Je ne comprenais rien à ce tuto internet. « Extrémité longue. Extrémité courte. Formez un X.» Mon nœud papillon ne ressemblait en rien à celui sur la photo. Le temps pressait. Sam allait arriver d'une minute à l'autre et je n'étais pas prêt. En examinant mon reflet, j'hésitai. Ce bordeaux attirait trop le regard et je détestais me faire remarquer. Sam avait soutenu que c'était une soirée sans grandes fioritures, mais je n'allais tout de même pas me présenter en jean usé et en sweat devant ses parents pour le réveillon. J'avais envie de laisser une première bonne impression auprès de quelqu'un. Ils avaient eu la gentillesse de m'inviter, j'aurais le respect d'être présentable. Je peignai mes dernières mèches rebelles en arrière et aspergeai de parfum les zones pulsatives de mon corps. Un dernier coup d'œil dans la glace. Mes joues étaient rasées de près, mais pâle par nature, aucune démarcation gênante ne remplaçait ma barbe.
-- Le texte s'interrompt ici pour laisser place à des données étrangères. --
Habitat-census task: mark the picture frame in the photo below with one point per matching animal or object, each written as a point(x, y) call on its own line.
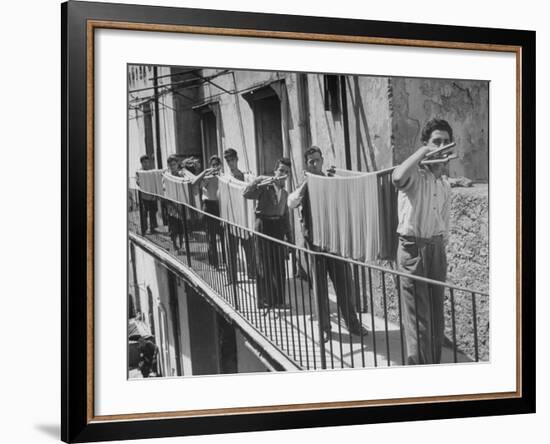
point(80, 20)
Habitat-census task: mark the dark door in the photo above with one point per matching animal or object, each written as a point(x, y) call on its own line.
point(269, 138)
point(209, 134)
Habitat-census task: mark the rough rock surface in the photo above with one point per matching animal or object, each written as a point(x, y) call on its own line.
point(468, 267)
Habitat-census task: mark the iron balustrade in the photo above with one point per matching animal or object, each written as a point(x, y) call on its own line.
point(235, 261)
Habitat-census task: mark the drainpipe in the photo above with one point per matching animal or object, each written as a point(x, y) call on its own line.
point(157, 118)
point(345, 122)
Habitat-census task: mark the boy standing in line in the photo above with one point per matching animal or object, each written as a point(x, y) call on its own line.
point(424, 215)
point(232, 161)
point(272, 220)
point(338, 270)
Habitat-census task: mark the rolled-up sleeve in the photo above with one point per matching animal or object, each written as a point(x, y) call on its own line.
point(252, 191)
point(295, 198)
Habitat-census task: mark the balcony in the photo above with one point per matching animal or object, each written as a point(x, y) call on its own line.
point(290, 336)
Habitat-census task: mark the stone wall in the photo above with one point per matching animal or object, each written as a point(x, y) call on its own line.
point(463, 103)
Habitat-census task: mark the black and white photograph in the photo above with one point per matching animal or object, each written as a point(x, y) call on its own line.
point(289, 221)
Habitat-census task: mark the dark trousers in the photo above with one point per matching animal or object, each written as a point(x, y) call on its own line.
point(341, 276)
point(236, 237)
point(213, 229)
point(147, 213)
point(270, 264)
point(175, 223)
point(422, 303)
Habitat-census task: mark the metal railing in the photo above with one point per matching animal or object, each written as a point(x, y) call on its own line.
point(283, 291)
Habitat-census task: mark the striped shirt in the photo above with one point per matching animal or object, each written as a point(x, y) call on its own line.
point(423, 205)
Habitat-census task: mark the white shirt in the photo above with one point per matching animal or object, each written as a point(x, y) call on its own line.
point(423, 206)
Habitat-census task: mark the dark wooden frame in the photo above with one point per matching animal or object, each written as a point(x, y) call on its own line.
point(79, 19)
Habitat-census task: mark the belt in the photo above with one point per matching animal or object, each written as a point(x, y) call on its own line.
point(424, 240)
point(266, 217)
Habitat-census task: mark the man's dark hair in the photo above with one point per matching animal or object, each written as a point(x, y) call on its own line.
point(148, 352)
point(284, 161)
point(230, 153)
point(312, 150)
point(433, 125)
point(214, 157)
point(171, 159)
Je fis les cent pas dans le salon. En tout et pour tout, le mobile home mesurait dans les 20 m². Cela m'était pleinement suffisant. Je vivais seul et les grandes maisons me mettaient mal à l'aise. Le danger pouvait surgir de n'importe où. Je m'arrêtai face à un mur. Au-dessus d'un minuscule écran plat, une vieille photographie me transporta vingt-six ans en arrière ; cinq ans à peine, j'étais assis sur les genoux de ma mère, un bonnet à l'effigie d'un caribou fixé sur le crâne, et derrière nous se tenait un homme au visage griffé, rendu méconnaissable. Un sapin de Noël sous lequel s'amoncelait une pile de cadeaux scintillait en arrière-plan. Cette journée ne résonnait pas en moi. Ma mémoire flanchait. De mon enfance, j'avais perdu la plupart de mes souvenirs. De la neige. Des forêts à perte de vue. Des bribes. Des bribes polluées par la violence. C'était tout ce qu'il me restait.

Je bifurquai dans mon bureau et étudiai mes notes. Sous la colonne consacrée à Nikita, j'avais ajouté deux Post-its intitulés « racisme » et « Campbell » à côté des noms d'Aaron Crawford et de Margaret. Je reculai. Les trois victimes de ces quarante dernières années m'imploraient du regard. Je m'étais empêtré dans un sacré bordel, mais bon sang, j'aimais la sensation qu'il me procurait.

Le moteur d'une voiture gronda sur ma parcelle de terrain. Une portière claqua. Des pas tapèrent les marches de mon perron et un poing frappa contre ma porte. Je sentis l'angoisse pointer le bout de son nez. « Détends-toi, ce n'est qu'une soirée.» Je lançai le nœud papillon sur le canapé et ouvris. Sam se tenait sur la terrasse, les mains dans les poches de son manteau par-dessus une chemise blanche. Des flocons drus saupoudraient sa chevelure auburn et lui tombaient dans les cils. Les lèvres étirées, il me contempla de haut en bas.

— Voilà, tu as trouvé une tenue finalement. Tu es prêt ?

J'écartai les bras.

— Ce n'est pas un peu trop... clinquant ?

— Tu es parfait. On y va ?

J'attrapai mon sac et claquai la porte.

— Tu monteras derrière, lança Sam, Chloe est devant.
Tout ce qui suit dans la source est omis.